Entonces se apaciguan y lamen, apenas, en el aire. Entre las llamas v las plantas se ha ubicado Simón, muy quieto, con su cara y cabeza de pájaro, y arrugados los ojos, como los de un viejito. Más
allá de las plantas tirita el barro fresco del patio de los establos,
marcado de carriles v pezuñas. Simón siente deseos de no sabe bien que
vida tímida y tibia de carrito o de cabalgadura meditabunda. El
humo de las cocinas anda entre los árboles pesados y quietos a fuerza de
tanta agua. Comienzan luego las campanas; se sumergen enteras en el
pueblo. A lo lejos se vetan en el humo, y entonces hacen pensar en el
horizonte de una ciudad lejana, que no nos interesa conocer, que es
simplemente un horizonte. Los
techos de zinc resuenan; a veces, la llovizna al viento, les
arranca una voz de pinares o de ola de mar. Las
mañanas de lluvia que acaecen en pleno verano, parecen días de invierno
furtivos, deliciosos dentro del calor que les precede y les sigue. Estas
mañanas son como un pensamiento olvidado y dulce que se ha echado a vivir
por su cuenta, fuera de nosotros y ante nuestros propios ojos. También
los mejores días de otoño acaecen en pleno verano. El sol siempre a lo
lejos, tiembla y rodea las cosas sin tocarlas. Dentro del calor estos
extraviados días de otoño recuerdan una figura antigua de uno mismo, una
figura que ha vivido sólo la mitad de su vida, y que ahora, en la atmósfera
excitante, procura vivir la otra mitad que le falta. Ya
las campanas, las gordas campanas suenan en la lluvia. Sobre el piso de
madera la escuchan recios, colorados bebedores. Parecen ingenuos y
frescos, sacados de una antigua estampa donde la vida es rica y feliz.

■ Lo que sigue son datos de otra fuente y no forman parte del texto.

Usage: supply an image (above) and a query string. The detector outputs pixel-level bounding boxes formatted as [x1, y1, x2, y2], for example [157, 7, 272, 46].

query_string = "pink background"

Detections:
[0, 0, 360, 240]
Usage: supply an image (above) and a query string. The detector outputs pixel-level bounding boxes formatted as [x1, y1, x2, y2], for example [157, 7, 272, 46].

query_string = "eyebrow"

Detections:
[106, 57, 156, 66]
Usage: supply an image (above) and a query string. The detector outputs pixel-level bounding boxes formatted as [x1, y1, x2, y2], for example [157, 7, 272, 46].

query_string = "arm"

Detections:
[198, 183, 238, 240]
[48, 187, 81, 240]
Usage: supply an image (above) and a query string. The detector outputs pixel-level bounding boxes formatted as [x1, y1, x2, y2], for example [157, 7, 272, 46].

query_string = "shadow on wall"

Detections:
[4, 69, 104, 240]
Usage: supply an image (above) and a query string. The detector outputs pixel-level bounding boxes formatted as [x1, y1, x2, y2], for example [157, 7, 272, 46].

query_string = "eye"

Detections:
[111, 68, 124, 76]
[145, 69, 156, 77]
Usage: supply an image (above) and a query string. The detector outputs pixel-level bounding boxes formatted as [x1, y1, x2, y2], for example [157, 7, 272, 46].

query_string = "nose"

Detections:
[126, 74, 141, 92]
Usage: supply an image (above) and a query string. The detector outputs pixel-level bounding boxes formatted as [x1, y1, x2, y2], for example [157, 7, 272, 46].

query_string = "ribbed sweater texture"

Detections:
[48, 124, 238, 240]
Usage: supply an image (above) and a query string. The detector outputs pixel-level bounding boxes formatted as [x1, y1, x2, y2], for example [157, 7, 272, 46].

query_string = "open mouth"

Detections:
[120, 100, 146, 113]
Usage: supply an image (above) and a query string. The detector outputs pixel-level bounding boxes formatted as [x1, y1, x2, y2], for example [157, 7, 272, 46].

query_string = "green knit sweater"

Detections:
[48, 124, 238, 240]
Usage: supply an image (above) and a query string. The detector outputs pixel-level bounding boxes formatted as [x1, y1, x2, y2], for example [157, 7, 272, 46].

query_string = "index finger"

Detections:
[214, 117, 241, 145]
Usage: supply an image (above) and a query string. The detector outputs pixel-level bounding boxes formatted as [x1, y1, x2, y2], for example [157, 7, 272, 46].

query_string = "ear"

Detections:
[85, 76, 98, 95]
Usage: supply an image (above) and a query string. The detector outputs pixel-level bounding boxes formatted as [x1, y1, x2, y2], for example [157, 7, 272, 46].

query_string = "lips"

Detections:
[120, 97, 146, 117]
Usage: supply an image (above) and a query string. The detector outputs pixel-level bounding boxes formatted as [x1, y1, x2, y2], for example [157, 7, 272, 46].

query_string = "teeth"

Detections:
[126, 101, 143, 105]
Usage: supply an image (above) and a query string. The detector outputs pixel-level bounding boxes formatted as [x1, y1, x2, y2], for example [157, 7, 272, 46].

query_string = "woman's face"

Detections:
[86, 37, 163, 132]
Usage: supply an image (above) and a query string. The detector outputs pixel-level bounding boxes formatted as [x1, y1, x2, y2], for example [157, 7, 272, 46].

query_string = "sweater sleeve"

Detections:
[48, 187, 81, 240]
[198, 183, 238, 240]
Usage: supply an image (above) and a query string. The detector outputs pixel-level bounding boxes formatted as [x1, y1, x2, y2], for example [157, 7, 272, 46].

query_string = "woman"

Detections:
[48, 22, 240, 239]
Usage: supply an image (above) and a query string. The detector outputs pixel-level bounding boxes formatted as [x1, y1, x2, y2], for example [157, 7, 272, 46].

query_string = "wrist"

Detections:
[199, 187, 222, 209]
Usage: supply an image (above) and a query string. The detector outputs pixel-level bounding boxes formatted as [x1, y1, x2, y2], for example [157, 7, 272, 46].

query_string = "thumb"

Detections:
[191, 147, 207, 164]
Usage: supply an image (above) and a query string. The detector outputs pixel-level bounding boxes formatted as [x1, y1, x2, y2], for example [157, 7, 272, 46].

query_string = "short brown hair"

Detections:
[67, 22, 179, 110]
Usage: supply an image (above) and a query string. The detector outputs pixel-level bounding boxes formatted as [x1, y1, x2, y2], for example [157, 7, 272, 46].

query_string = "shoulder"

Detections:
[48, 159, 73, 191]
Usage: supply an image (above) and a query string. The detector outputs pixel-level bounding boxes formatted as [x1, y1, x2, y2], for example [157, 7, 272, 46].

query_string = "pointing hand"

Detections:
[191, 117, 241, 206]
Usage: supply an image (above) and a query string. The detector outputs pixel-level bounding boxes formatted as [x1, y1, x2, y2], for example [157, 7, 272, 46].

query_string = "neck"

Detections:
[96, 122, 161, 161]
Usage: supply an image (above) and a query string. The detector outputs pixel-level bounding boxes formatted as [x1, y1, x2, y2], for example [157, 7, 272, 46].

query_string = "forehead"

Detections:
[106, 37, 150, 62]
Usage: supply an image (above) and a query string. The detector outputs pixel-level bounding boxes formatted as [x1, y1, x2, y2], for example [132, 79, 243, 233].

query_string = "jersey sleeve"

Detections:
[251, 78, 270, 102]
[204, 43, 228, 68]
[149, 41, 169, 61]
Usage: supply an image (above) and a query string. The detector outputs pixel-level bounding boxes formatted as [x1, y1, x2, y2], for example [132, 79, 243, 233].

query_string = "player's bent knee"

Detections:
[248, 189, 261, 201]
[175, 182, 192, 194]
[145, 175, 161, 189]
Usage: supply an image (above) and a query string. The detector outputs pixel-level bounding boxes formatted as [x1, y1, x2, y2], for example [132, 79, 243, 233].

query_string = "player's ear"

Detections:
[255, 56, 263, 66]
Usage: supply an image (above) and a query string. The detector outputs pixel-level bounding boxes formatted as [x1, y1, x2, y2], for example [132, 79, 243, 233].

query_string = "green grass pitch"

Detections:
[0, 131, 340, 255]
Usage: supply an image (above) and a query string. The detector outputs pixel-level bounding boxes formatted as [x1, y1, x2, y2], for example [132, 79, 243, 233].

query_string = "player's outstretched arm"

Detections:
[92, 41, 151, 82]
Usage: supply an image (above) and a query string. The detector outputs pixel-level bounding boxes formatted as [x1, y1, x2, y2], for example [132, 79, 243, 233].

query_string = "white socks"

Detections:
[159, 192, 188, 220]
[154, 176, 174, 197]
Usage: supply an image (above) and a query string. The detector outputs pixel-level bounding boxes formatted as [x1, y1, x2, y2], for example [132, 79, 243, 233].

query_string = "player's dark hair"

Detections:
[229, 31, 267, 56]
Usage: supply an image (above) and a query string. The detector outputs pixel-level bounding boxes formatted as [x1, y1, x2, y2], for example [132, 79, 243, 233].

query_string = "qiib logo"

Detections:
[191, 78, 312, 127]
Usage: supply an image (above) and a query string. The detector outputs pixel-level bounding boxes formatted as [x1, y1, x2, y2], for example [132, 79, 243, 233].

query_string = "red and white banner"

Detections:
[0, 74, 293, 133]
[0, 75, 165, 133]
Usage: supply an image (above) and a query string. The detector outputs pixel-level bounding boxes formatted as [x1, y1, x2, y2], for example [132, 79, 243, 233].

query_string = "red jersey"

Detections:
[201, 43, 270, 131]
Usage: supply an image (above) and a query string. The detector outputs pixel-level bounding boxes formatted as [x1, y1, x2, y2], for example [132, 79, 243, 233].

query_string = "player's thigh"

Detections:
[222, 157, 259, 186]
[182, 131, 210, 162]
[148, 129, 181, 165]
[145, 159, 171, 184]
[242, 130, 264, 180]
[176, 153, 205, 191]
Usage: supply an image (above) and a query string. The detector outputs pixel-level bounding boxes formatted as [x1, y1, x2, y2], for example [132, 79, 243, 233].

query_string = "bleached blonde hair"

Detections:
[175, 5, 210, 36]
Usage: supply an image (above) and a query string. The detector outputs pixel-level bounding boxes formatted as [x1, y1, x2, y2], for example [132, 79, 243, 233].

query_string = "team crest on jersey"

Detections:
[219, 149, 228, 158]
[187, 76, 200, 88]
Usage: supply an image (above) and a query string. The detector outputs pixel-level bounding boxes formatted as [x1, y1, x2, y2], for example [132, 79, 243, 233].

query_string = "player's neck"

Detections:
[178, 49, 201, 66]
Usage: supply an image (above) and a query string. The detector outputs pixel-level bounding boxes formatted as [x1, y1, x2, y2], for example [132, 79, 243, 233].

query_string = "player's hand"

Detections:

Suenan sordos y pesados entre la granizada del agua los techos de zinc.
Chorrea la lluvia por todas partes. Los bebedores han visto a Simón que pasa silbando, con las manos en los bolsillos, muy preocupado de su melodía. —Adiós,
''Burrito". Simón
saluda y sonríe, y la fina media luna de su sonrisa está pidiendo perdón
por sus orejas. Le podrán quitar de ese modo su alegría, pero el sabrá
hacerla después con cualquier cosa. Ha visto una ramita seca que el golpe
de una gota estremece, ha visto un gato que púdicamente corre sobre un
muro en busca de refugio; y ellos tienen con Simón secretas
comunicaciones, mensajes que desconoce todo el pueblo y al cabo de los
cuales proclaman los tres a un mismo tiempo: ¡Somos felices! Es
completamente inútil que la vida haga crecer a Simón. La
iglesia está oscura. Una araña de vidrio que baja del crucero, ilumina
asustada. Por los ventanales la luz es gris, es una luz de invierno
quejumbroso que uno ha vivido en muchas partes. Pero hasta la capilla
llega el rumor de las ramas. Golpean en las ramas las ráfagas y
espolvorean agua y aroma. Simón ha entrado a la misa a mirar. Como no
hay sitio en los bancos se ha hincado en el suelo. Al ver todos los
rostros absortos, él se empeña en imitarlos, manteniendo rígidos todos
sus músculos y procurando un vacío absoluto en su pensamiento. Se fatiga
pronto de su concentración inútil, y con los ojos bajos espía a un lado
y otro. Delante suyo está Don Jaime el hotelero, con su abdomen magnífico,
implacablemente tieso, los ojos imperiales hacia el altar. Simón lo
observa, y deduce que Don Jaime es el único que entiende de esas cosas.
También es el único que está de pie, sembrando el anonimato en torno.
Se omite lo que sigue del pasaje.